Amazon Aurora Pricing: The many surprising costs of running an Aurora database
Amazon Aurora is pitched as a straightforward and scalable database service on AWS, but there are associated costs that you might not be aware of.
Amazon describes Aurora as a scalable database that's simple to manage, but if you've even gone through the “Create database” wizard, you know that's not quite an accurate statement. From instance types to storage configurations to monitoring your database, there is much to consider when trying to price an Amazon Aurora cluster.
In this article, we'll cover all the little details you'll need to understand the Amazon Aurora pricing model to get an accurate estimate for an Aurora database.
The information provided in this article is specific to Aurora and not Aurora Serverless. Aurora Serverless is a different configuration that has its own pricing model.
What is Amazon Aurora
Amazon Aurora is a MySQL and Postgres-compatible database platform on AWS that simplifies the process of creating and managing a MySQL database. It streamlines the process of provisioning the necessary infrastructure to run a production MySQL database and provides a number of features that are not available in a standard RDS configuration. These features include automatic failover, read replicas, and the ability to scale the compute and storage resources of your database with minimal downtime.

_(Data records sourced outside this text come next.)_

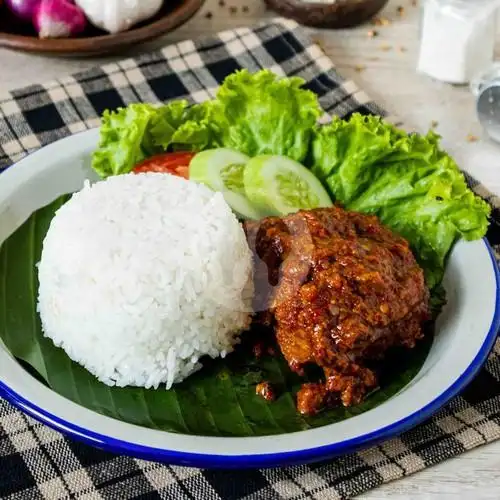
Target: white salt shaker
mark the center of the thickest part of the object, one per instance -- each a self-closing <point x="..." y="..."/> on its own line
<point x="457" y="38"/>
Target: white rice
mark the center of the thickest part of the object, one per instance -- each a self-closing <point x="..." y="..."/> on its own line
<point x="141" y="275"/>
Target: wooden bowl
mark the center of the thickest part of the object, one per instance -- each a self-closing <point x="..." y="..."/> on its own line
<point x="93" y="41"/>
<point x="341" y="14"/>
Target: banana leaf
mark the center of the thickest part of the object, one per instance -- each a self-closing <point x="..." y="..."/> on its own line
<point x="219" y="400"/>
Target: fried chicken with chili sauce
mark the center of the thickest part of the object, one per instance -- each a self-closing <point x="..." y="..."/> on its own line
<point x="339" y="289"/>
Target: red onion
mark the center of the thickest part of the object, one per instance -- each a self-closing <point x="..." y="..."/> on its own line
<point x="58" y="19"/>
<point x="23" y="9"/>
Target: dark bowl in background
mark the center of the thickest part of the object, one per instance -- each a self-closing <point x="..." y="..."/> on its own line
<point x="341" y="14"/>
<point x="93" y="41"/>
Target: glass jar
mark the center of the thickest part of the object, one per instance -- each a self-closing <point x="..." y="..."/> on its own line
<point x="457" y="38"/>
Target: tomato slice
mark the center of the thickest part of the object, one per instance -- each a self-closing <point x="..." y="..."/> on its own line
<point x="168" y="163"/>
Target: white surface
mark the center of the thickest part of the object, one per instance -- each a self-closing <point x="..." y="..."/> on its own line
<point x="389" y="77"/>
<point x="457" y="40"/>
<point x="461" y="330"/>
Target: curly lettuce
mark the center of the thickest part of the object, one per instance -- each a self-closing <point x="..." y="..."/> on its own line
<point x="260" y="113"/>
<point x="129" y="135"/>
<point x="367" y="165"/>
<point x="413" y="186"/>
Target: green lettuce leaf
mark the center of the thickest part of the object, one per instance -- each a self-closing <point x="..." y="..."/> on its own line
<point x="262" y="114"/>
<point x="124" y="139"/>
<point x="129" y="135"/>
<point x="413" y="186"/>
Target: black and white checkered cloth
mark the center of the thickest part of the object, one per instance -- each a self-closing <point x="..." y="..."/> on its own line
<point x="39" y="463"/>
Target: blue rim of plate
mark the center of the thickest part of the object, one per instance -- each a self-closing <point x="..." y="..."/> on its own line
<point x="269" y="459"/>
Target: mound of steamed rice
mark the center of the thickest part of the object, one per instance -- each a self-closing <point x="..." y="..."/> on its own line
<point x="141" y="275"/>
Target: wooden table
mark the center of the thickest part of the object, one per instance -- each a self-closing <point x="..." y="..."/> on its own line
<point x="384" y="66"/>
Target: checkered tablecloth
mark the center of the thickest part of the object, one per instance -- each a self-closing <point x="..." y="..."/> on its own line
<point x="39" y="463"/>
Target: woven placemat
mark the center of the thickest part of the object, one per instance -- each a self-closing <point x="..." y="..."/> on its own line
<point x="39" y="463"/>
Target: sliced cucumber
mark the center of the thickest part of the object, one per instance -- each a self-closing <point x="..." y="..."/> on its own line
<point x="277" y="185"/>
<point x="222" y="170"/>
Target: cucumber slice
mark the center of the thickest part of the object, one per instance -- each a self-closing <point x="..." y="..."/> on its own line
<point x="277" y="185"/>
<point x="222" y="170"/>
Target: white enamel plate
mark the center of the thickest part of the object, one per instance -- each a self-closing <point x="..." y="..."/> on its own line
<point x="465" y="333"/>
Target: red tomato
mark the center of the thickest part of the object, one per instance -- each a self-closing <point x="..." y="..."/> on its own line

That said, the pricing structure is not as straightforward as you may believe. There are a number of factors to consider when pricing an Aurora cluster. Let's take a look at what those are, specifically for running a MySQL workload.
Instance type
Instance type refers to the CPU and memory allocated to the underlying MySQL compute node.
When creating an Aurora cluster, one of the first things you are asked is what instance type to select. If you've ever looked at a list of instance types with no context, it's rather confusing. However, there is a naming convention that can be used to understand what each segment of the name means:
The class of instance type, along with the size, has a dramatic impact on the bottom line at the end of the month. For example, the table below outlines the cost differences between three different instance types that share the same class but have different costs per size:
Instance type | vCPUs | Memory (GiB) | Hourly cost |
---|---|---|---|
db.x2g.large | 2 | 32 | $0.377 |
db.x2g.4xlarge | 16 | 256 | $3.016 |
db.x2g.16xlarge | 64 | 1024 | $12.064 |
Burstable vs. memory-optimized
Instance types are categorized into two buckets for Aurora: burstable and memory-optimized. Burstable instance types offer some cost advantages because Amazon runs them with fewer allocated resources during typical load while allowing them to 'burst' when higher demand hits for a limited amount of time. This is in contrast to memory-optimized instance types that consistently run at what they are advertised. Because the performance of burstable instances is relatively inconsistent when compared to memory-optimized, Amazon does not recommend them for production workloads.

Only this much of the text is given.